Anomaly Detection for Time Series using Diffusion Approaches

From ISLAB/CAISR
Title Anomaly Detection for Time Series using Diffusion Approaches
Summary Development of Anomaly Detection techniques based on diffusion models (instead of autoencoders) for time series data
Keywords
TimeFrame Fall 2024
References
Prerequisites
Author
Supervisor Sławomir Nowaczyk & TBD
Level Master
Status Open


Anomaly Detection (AD) is one of the key tasks in Artificial Intelligence (AI), particularly important in industrial settings where data from machines and processes needs to be monitored to ensure safety and efficiency. AD is particularly challenging for time series data, where trends and timing relations within sensor readings are key information sources to be exploited. Many “classical” AD techniques are not useable without extensive feature engineering, which is time-consuming and error-prone – especially for multivariate data. On the contrary, recent AI progress is mainly driven by the benefits of end-to-end solutions.

Current time series AD state-of-the-art are various techniques based on autoencoders (AEs), where reconstruction error is used as an anomaly score. In this project, we propose to use diffusion models instead. While most successful for images, diffusion models have several critical characteristics that hold great promise for time series data.

One of the key characteristics of time series data is the importance of different time scales, or granularities – both small details in the near vicinity of the time point in question are important, as well as the overall long-term trends and big-picture patterns. Autoencoders inherently lack the capability to handle that – and while some attempts are made to deal with those issues (for example, hierarchical RNNs, and, to some degree, transformer-based architectures), they are typically rather ad hoc techniques – a well-founded general solution to this problem is lacking. As an example, Han et al. (2023) investigate different views of the original signals by reconstructing them from the different transformations to learn more comprehensive representations of normal patterns. Specifically, their method is based on self-supervised multi-transformation learning by jointly capturing the noise and filter transformation of the normal time series, which allows capturing the anomaly simultaneously in both transformation patterns.

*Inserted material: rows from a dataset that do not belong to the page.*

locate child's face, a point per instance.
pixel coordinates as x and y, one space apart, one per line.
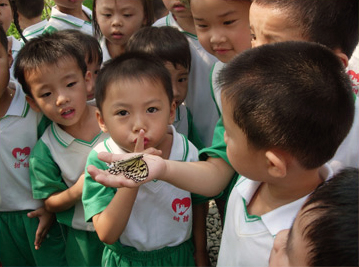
94 69
119 19
5 59
179 78
177 8
5 14
246 160
222 26
69 4
124 113
271 25
289 247
59 91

Diffusion-based approaches promise to address many issues with modern AD approaches. They have a much stronger theoretical foundation in a probabilistic setting, so instead of considering reconstruction error, one can actually calculate (or, at least, approximate in a rigorous fashion) relevant conditional probabilities. This helps with both false positives and false negatives. Most importantly, though, the diffusion process inherently aligns well with the multi-scale nature of time series data. Detailed and context-specific patterns can be captured early in the diffusion process, as the amount of noise is low. The overall trends and long-term dependencies can be captured in the late diffusion stages when the increased noise leaves out only the key skeleton of the time series by abstracting away the finer details. While AEs are generative models, they belong to the “single ground truth” family, i.e., one where an input is mapped to a single output. The anomaly detection task, however, is inherently better suited for Energy-Based Models (EBMs), cf LeCun et al. (2006), which address the partition function problem. Unlike AEs, diffusion-based models can be seen as ways to measure the compatibility between an observed variable X and a variable to be predicted Y through an energy function E(Y;X).